Enhanced Transdermal Drug Delivery Through Development Of Pillar-Based Dissolving Microneedle
Oral and parenteral injections are among the widely used drug delivery routes. While oral drug delivery is remarkably more patient-friendly compared with injection, it is associated with a number of side effects including vomiting, headache, abdominal pain, diarrhea and nausea. Furthermore, the bioavailability of a large number of drugs is reduced due to first-pass elimination of body. On the other hand, hypodermic injection is advantageous compared with oral delivery as it delivers drugs directly into the blood stream, reducing side effects due to accurate dosage delivery. However, hypodermic injection is also associated with various drawbacks including requirement of expertise to administer an injection, and the potential of infections caused by needle stick waste. Therefore, to solve above mentioned limitations, dissolving microneedles (DMNs) were developed.

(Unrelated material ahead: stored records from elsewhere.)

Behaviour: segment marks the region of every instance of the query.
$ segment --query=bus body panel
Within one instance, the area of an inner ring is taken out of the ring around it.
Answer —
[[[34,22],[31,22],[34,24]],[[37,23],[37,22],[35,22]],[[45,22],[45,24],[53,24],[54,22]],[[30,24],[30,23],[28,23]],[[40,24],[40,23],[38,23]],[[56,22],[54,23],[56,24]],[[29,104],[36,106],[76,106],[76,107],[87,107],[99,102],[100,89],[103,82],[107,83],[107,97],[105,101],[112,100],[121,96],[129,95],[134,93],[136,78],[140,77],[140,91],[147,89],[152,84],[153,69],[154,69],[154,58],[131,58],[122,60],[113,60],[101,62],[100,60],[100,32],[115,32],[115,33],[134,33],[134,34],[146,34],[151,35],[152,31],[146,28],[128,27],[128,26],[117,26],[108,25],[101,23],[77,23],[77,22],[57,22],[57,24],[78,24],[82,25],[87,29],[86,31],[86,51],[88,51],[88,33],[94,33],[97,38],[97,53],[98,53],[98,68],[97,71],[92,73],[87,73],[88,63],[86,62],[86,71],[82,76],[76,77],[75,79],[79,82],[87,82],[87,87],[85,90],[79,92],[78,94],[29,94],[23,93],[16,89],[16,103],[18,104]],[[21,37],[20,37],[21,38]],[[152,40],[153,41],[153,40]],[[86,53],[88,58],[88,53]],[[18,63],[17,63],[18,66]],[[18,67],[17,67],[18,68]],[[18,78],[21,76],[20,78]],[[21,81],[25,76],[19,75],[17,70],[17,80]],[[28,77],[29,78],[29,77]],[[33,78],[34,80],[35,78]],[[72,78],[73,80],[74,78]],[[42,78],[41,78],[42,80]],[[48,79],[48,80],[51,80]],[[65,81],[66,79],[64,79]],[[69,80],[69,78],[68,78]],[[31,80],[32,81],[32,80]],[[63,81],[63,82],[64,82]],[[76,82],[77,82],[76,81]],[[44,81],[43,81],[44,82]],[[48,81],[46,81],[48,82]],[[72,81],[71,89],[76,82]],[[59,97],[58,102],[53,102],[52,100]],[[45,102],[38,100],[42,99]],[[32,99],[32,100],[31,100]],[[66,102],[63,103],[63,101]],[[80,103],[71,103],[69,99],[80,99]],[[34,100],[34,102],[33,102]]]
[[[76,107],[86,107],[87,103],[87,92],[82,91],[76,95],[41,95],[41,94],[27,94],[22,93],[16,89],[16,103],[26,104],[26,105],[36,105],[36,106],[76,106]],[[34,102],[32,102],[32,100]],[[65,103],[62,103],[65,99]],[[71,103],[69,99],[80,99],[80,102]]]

DMNs are polymeric micro-sized needles capable of loading drugs within their body and releasing them upon application for systemic or local delivery. This is an interesting transdermal drug delivery platform, as it has proven to be capable of delivering a wide range of drugs including unstable drugs and even vaccines. As DMNs are much smaller than traditional hypodermic needles, they are considered minimally invasive and are less likely to cause pain upon application making them a patient-friendly approach to therapeutic administration. On the other hand, DMNs are mainly places onto patches, which often reduces the delivery efficacy of encapsulated materials because of skin elasticity. In addition, the chemicals in the patch may cause skin irritation. Moreover, it is difficult to adhere patches to flexible body joint areas and to hairy skin. Especially, patients must wait for long time for the DMNs to completely dissolve before the patch can be removed.
Lately, diverse researches have been developed to overcome the limitations of transdermal drug delivery with DMNs. Troy microneedle, combination with metal and polymer DMN has been developed to conduct complete insertion of DMNs into the skin. Two-layered DMNs and arrowhead DMNs have been fabricated to deliver drug which is composed of polymer layer and drug encapsulated needles with greater efficiency. Although these developments could improve the general delivery efficacy of DMNs, the fundamental problems which can cause skin damage or pain associated with incomplete insertion of DMN patch systems have not been fully addressed yet. Also, a patchless Microlancer has been introduced, which is an innovative applicator capable of inserting drug encapsulated DMNs without patch. This study has found a solution to fully insert DMNs.
n this study, to solve limitations associated with DMN transdermal drug delivery, we have developed patch-less micro pillars, capable of inserting DMNs into skin within less than a minute in a minimally invasive manner. We have optimized pillars with a height of 300 μm with a base diameter of 500 μm, resulting in a safe application reducing skin pain without penetration of micro pillars into the skin. Through a series of in vitro and in vivo experiments, we show that pillar-based DMN (P-DMN)s are capable of delivering encapsulated materials with a significantly higher efficiency than traditional DMN patches at a remarkably faster rate.
Unlike traditional DMN patches, P-DMNs can be effectively applied to hairy parts of body and movable joints. P-DMNs are simple and economical to fabricate and mass-produce, thus suggesting a high potential to replace traditional DMN patches in future.